Contrast enhanced tumour studies

Medical imaging has recently advanced so rapidly that it should halt. Applying more power to computed tomography (CT) and magnetic resonance imaging (MRI) scanners is becoming too dangerous for patients and healthcare workers. Magnets for the next-generation MRIs are so powerful that they must be moved to a separate building on hospital campuses, while CT radiation levels have risen to alarming rates. Studies have also indicated a limit to diagnoses based on what we can see. Where do we go from here?

Attention is turning to the disease mechanisms that are invisible to the human eye but can be illuminated by injecting chemical agents into the blood. Even when using low-power CT, simple glucose charged with a radioactive isotope can reveal a high activity of blood flow that signals the growth of a tumour. The opposite condition, a reduction in blood flow to a known tumour site, can indicate necrosis showing that a therapy is effective in killing the tumour.

Advances in dynamic contrast-enhanced (DCE) imaging was the focus for a special session this year’s ECR, with presentations devoted to developments in CT, MRI, and the newest modality to enter this highly specialised field -- ultrasound.
Jana Votrubová MD, with Na Homolce Hospital in Prague, described techniques for DCE-CT with a focus on the unique advantages of perfusion studies of the blood-rich liver using radioactive fludeoxyglucose (FDG).
Imaging techniques make it possible for radiologists to study the entire liver, she reported, but studies have increasingly shown the emphasis on quantifying the visible changes to the tumour’s diameter and volume using widely accepted criteria for Response Evaluation Criteria In Solid Tumours (RECIST) ‘are useless’.
Instead, a study of perfusion illuminated by the FDG agent reveals more valued information about the response of a tumour to treatment.

Due to her concerns for the high levels of radiation with CT for patients undergoing serial studies of tumour response, Dr Votrubová said she is turning increasingly to diffusion-weighted imaging using MRI.
Anwar Padhani, from Mount Vernon Hospital in Middlesex, United Kingdom, presented developments in DCE-MRI, but cautioned there are limitations for this modality that challenge radiologists to ask whether they can confidently answer key questions as to whether a tumour has changed or whether a treatment is effective.
MRI does not captured an image of light but far more complex electromagnetic signals that need to be processed and can be affected by what he called ‘confounding factors’.

The drug used for the treatment might be creating phenomena revealed by MRI, such as temporary effects of increasing blood flow or arterial tension. These phenomena are assessed by software that depends upon assumptions of values. Dr Padhani encouraged colleagues to ‘know the software parameters encoded in the black box from vendors’, to be certain the defined values are appropriate with imaging objectives and the clinical questions being asked.

After the complexity and uncertain success presented by the previous speakers, there was refreshing simplicity and encouraging confidence in the description of DCE for ultrasound from Luigi Solbiati, from the Busto Arsizio General Hospital in Varese, Italy.
There is only one injected contrast agent for ultrasound, an easy to understand product called SonoVue from Bracco, with micro bubbles that suddenly illuminate blood flow when exposed to the sonic waves of ultrasound.

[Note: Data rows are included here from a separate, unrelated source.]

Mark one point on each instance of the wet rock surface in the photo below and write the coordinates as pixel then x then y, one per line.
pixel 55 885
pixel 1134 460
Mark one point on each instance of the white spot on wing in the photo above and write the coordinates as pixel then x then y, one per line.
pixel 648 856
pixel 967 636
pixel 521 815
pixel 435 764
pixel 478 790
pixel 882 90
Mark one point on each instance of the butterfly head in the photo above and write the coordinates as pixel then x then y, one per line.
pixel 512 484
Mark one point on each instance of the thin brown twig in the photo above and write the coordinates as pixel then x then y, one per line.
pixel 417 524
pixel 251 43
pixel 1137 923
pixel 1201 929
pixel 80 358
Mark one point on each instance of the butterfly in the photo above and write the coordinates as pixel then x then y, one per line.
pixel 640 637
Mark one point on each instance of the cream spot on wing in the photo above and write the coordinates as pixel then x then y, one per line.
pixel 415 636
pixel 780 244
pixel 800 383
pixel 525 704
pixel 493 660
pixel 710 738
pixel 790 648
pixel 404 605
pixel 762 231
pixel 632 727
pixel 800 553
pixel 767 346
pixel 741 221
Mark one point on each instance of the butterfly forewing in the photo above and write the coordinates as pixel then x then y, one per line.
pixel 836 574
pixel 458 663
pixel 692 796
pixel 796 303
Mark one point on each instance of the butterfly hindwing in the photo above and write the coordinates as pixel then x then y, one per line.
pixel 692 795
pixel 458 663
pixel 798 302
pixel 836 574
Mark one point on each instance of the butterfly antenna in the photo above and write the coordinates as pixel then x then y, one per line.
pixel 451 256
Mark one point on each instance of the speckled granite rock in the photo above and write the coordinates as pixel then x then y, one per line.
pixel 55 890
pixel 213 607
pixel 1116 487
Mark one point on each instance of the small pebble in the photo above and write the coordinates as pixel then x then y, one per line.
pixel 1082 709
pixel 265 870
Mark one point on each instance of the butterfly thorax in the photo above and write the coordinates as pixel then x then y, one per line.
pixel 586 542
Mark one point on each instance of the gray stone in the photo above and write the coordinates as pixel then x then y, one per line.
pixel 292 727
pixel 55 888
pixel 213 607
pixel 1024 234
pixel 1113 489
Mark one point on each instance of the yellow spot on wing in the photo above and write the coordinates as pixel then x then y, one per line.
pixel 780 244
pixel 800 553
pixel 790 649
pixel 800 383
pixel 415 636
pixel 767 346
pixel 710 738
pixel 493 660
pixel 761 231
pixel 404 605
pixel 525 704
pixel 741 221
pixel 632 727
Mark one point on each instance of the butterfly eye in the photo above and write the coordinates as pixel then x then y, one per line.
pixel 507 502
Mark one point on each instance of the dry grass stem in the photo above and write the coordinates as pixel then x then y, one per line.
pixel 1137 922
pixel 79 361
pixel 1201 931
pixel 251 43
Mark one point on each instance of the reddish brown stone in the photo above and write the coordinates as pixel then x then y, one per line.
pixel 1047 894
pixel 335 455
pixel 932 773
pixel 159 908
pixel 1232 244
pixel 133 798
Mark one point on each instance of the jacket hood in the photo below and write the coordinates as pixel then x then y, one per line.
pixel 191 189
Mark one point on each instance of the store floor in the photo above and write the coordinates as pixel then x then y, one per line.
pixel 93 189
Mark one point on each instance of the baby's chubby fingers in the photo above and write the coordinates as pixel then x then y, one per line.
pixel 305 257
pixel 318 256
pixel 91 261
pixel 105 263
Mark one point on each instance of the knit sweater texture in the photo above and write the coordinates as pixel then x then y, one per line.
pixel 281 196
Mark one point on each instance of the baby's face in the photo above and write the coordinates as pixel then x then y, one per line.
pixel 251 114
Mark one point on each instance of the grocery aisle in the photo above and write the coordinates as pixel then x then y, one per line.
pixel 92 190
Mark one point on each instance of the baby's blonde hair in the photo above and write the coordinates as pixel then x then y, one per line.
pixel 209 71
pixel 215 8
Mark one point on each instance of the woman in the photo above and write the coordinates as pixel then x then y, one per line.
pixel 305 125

This simple technique of physics provides a very high temporal resolution, very high spatial resolution, he reported. ‘It is fast and reliable, provides an immediate assessment and is very safe for the patient.'
It is also significantly less expensive than exams performed by the more complex CT or MRI scanners.
In fact, with a sensitivity for measuring lesions in millimetres, contrast enhanced ultrasound (CEUS) has been shown to outperform CT and CT-PET.

This quantitative measure enables the assessment of changes to a tumour following radiofrequency ablation, allowing the interventionalist to decide immediately whether to re-treat a patient while the patient is still on the operating table.

A limitation of CEUS is that the exams can only be applied to specific organs, he said, adding that a new possibility for CEUS is the delivery of therapeutics using microbubbles that can be designed to carry both a marker for a disease and a drug to treat the disease.
Acknowledging that changes to a tumour size do not always indicate the effectiveness of a chemotherapy treatment, Dr Solbiati highlighted a new pan-European study that is extracting from raw data of ultrasound signals to determine whether patients are responding to chemotherapy.

At the Radiology Society of North America (RSNA) meeting, a multi-centre study conducted in France showed how two ultrasound parameters accurately predicted after just 30 days whether a chemotherapy treatment was effective.
The significance of this conclusion, to be validated in the wider European study, is that a €200 exam can decide whether a €50,000 treatment should be stopped, continued or increased, he said.
Currently, the exam is limited to centres equipped with ultrasound scanners from Toshiba Medical Systems -- the only company to provide raw data from its signals for analysis by the French team, led by Nathalie Lassau, from the Institute Gustave Roussy in Paris.